Group	Core controls	Impact
VAD scene presets	general / dialogue / speech / meeting / course / noisy / custom	Sets default segmentation style and sensitivity
Detection step	VAD frame duration (`vadFrameMs`)	Smaller step detects faster changes but costs more resources
Trigger thresholds	min speech duration, min silence duration	Controls when a segment starts/ends
Boundary correction	pre-pad, post-pad, merge gap	Reduces clipped words and over-fragmentation
Segment bounds	min/max segment duration, split search window	Prevents extremely short/long segments
Throughput	threads	Balances speed vs CPU usage

Recommended tuning order

Pick a scene preset first (Whisper or Sherpa).
Change only 1–2 core controls in each round.
Compare with the same sample set and log parameter-result pairs.
Promote only proven settings to team presets.

Term Explanations

Prompt: vocabulary/context hint for recognition, not a generic LLM command.
No-speech threshold: controls how aggressively silence/background is filtered.
Log probability threshold: confidence cutoff that affects truncation vs noise tolerance.

Real Scenario: Terminology-heavy Technical Recording

Run a default baseline and mark high-error segments.
Add domain terms into Prompt, then tune Beam Search only.
If hallucination persists, adjust no-speech threshold and temperature.
Change only 1–2 parameters per round and log outcomes for rollback.

This controlled iteration model is usually more reliable than bulk-changing all knobs at once.

Common Mistakes

Mistake 1: Expecting advanced params to replace model selection.
Fix: choose the right model tier first, then tune decoding behavior.
Mistake 2: Editing too many parameters in one pass.
Fix: isolate variables to understand real impact.
Mistake 3: Copying offline presets directly to realtime workloads.
Fix: start with realtime-safe presets and tune for latency constraints.

FAQ

Q: Is Beam Search always better than Greedy?
A: Not always.
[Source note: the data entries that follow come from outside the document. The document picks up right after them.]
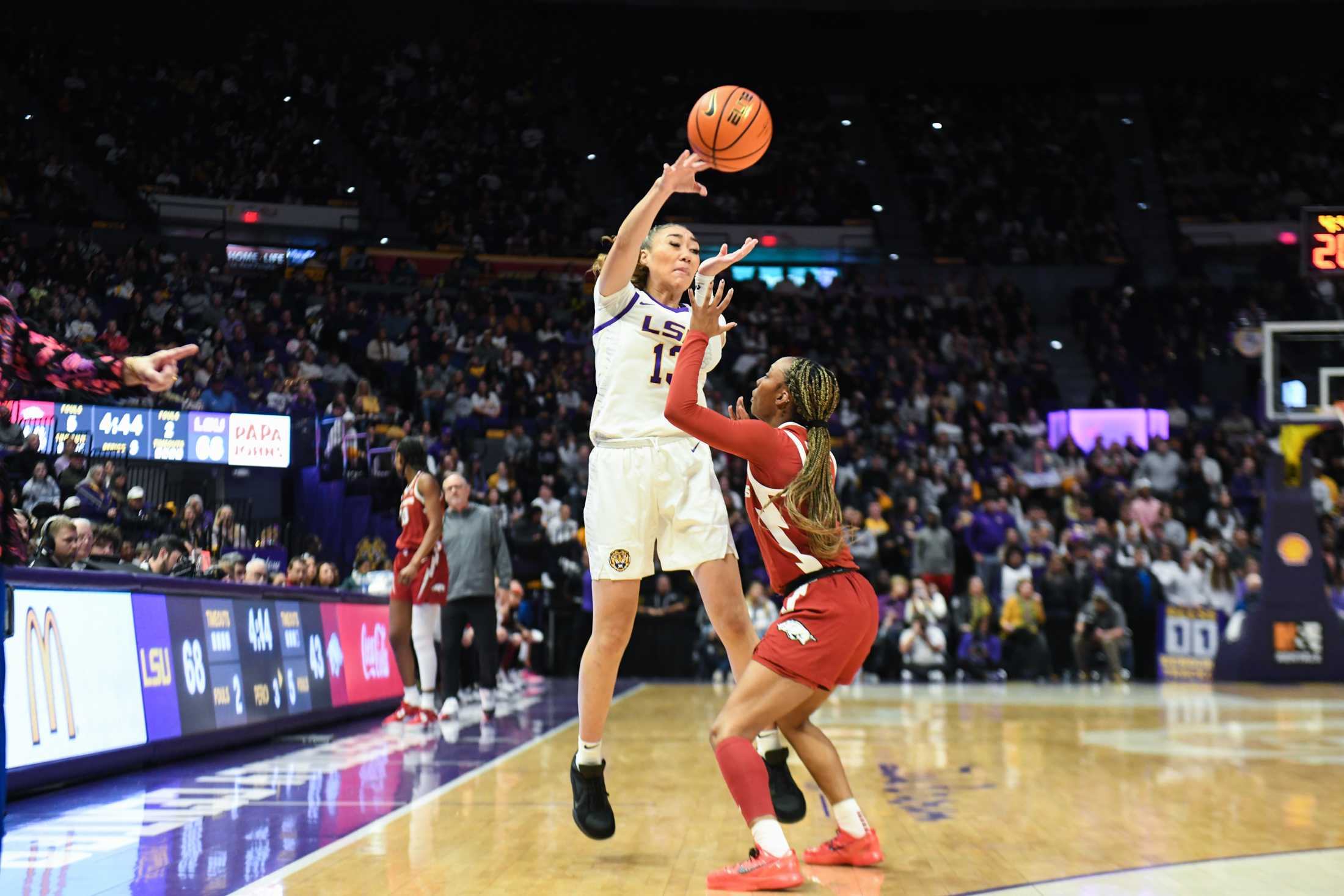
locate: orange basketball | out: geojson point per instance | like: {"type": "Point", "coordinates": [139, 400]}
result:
{"type": "Point", "coordinates": [730, 128]}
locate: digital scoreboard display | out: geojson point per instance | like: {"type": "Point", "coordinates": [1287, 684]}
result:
{"type": "Point", "coordinates": [136, 433]}
{"type": "Point", "coordinates": [1321, 241]}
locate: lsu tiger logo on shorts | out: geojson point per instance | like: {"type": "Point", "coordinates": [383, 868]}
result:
{"type": "Point", "coordinates": [796, 630]}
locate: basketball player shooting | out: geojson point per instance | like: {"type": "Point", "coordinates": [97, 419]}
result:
{"type": "Point", "coordinates": [651, 483]}
{"type": "Point", "coordinates": [830, 613]}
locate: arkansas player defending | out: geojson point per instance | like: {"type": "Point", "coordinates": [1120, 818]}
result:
{"type": "Point", "coordinates": [420, 585]}
{"type": "Point", "coordinates": [830, 611]}
{"type": "Point", "coordinates": [651, 483]}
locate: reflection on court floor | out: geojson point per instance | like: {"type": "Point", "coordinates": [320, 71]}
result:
{"type": "Point", "coordinates": [1022, 789]}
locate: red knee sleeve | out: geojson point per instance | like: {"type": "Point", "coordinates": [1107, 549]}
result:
{"type": "Point", "coordinates": [743, 771]}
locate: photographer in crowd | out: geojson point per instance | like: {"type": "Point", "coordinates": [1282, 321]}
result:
{"type": "Point", "coordinates": [57, 544]}
{"type": "Point", "coordinates": [166, 553]}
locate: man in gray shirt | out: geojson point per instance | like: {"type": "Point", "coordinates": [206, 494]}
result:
{"type": "Point", "coordinates": [1163, 468]}
{"type": "Point", "coordinates": [935, 555]}
{"type": "Point", "coordinates": [478, 558]}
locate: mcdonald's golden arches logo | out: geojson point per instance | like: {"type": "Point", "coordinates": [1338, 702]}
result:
{"type": "Point", "coordinates": [1293, 550]}
{"type": "Point", "coordinates": [48, 635]}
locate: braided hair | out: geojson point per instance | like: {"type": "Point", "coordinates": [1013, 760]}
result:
{"type": "Point", "coordinates": [811, 496]}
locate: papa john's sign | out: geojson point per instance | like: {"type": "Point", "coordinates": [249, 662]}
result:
{"type": "Point", "coordinates": [73, 687]}
{"type": "Point", "coordinates": [258, 440]}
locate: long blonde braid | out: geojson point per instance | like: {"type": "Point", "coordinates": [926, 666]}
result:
{"type": "Point", "coordinates": [811, 496]}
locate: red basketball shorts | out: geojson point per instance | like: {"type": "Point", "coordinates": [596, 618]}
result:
{"type": "Point", "coordinates": [429, 585]}
{"type": "Point", "coordinates": [825, 633]}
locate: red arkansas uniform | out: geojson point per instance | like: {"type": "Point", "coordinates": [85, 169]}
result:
{"type": "Point", "coordinates": [830, 620]}
{"type": "Point", "coordinates": [431, 582]}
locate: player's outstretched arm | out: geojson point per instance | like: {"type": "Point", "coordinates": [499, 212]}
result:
{"type": "Point", "coordinates": [750, 440]}
{"type": "Point", "coordinates": [677, 178]}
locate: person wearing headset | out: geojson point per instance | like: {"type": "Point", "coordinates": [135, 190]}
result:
{"type": "Point", "coordinates": [58, 544]}
{"type": "Point", "coordinates": [35, 358]}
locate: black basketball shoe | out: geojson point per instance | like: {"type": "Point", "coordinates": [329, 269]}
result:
{"type": "Point", "coordinates": [789, 804]}
{"type": "Point", "coordinates": [592, 809]}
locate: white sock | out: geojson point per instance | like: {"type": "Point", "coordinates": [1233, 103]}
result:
{"type": "Point", "coordinates": [850, 818]}
{"type": "Point", "coordinates": [590, 754]}
{"type": "Point", "coordinates": [768, 740]}
{"type": "Point", "coordinates": [769, 837]}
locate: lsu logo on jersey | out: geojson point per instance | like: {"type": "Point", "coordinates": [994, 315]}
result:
{"type": "Point", "coordinates": [796, 630]}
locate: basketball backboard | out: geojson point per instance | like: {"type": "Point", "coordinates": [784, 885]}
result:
{"type": "Point", "coordinates": [1302, 371]}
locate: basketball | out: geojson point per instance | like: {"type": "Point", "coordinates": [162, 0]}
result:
{"type": "Point", "coordinates": [730, 128]}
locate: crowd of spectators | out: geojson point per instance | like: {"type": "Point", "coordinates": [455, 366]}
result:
{"type": "Point", "coordinates": [964, 516]}
{"type": "Point", "coordinates": [1247, 150]}
{"type": "Point", "coordinates": [180, 123]}
{"type": "Point", "coordinates": [476, 148]}
{"type": "Point", "coordinates": [1012, 175]}
{"type": "Point", "coordinates": [37, 178]}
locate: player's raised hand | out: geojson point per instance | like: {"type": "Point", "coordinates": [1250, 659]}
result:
{"type": "Point", "coordinates": [706, 316]}
{"type": "Point", "coordinates": [679, 178]}
{"type": "Point", "coordinates": [723, 261]}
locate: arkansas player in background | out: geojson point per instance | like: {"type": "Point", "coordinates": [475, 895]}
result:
{"type": "Point", "coordinates": [420, 585]}
{"type": "Point", "coordinates": [830, 613]}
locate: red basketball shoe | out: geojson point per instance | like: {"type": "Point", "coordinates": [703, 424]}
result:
{"type": "Point", "coordinates": [844, 850]}
{"type": "Point", "coordinates": [758, 872]}
{"type": "Point", "coordinates": [405, 713]}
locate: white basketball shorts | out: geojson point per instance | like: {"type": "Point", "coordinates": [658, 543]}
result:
{"type": "Point", "coordinates": [654, 492]}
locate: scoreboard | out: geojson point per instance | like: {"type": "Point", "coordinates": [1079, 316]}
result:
{"type": "Point", "coordinates": [1321, 241]}
{"type": "Point", "coordinates": [136, 433]}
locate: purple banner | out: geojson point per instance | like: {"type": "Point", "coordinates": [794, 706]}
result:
{"type": "Point", "coordinates": [156, 665]}
{"type": "Point", "coordinates": [1113, 425]}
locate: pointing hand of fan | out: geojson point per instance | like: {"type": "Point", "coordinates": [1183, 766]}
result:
{"type": "Point", "coordinates": [156, 373]}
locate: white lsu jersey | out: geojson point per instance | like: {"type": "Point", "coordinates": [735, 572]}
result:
{"type": "Point", "coordinates": [636, 341]}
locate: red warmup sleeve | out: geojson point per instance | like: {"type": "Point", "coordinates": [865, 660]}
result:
{"type": "Point", "coordinates": [35, 358]}
{"type": "Point", "coordinates": [754, 441]}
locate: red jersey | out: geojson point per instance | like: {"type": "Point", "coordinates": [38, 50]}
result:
{"type": "Point", "coordinates": [414, 520]}
{"type": "Point", "coordinates": [773, 456]}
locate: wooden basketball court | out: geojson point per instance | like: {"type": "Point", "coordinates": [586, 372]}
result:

Beam Search often improves stability but usually costs more latency.

Q: Can Prompt enforce output format like an LLM instruction?
A: No. Whisper prompts are contextual hints, not general instruction control.

Q: Are Sherpa scene presets the same as Whisper scene presets?
A: No. Both are called “scene presets,” but they tune different internals: Whisper focuses on decoding behavior, Sherpa focuses on VAD segmentation behavior.

Q: Why do results differ across machines with same settings?
A: Hardware, drivers, runtime backends, and resource pressure all influence outcomes.

Limitations

Parameter behavior is language- and noise-dependent.
Some advanced controls may be restricted by entitlement/version.
Extreme values can cause empty output, instability, or severe latency.
Platform: Advanced params are available on both Windows/macOS, but backend differences can change same-setting outcomes.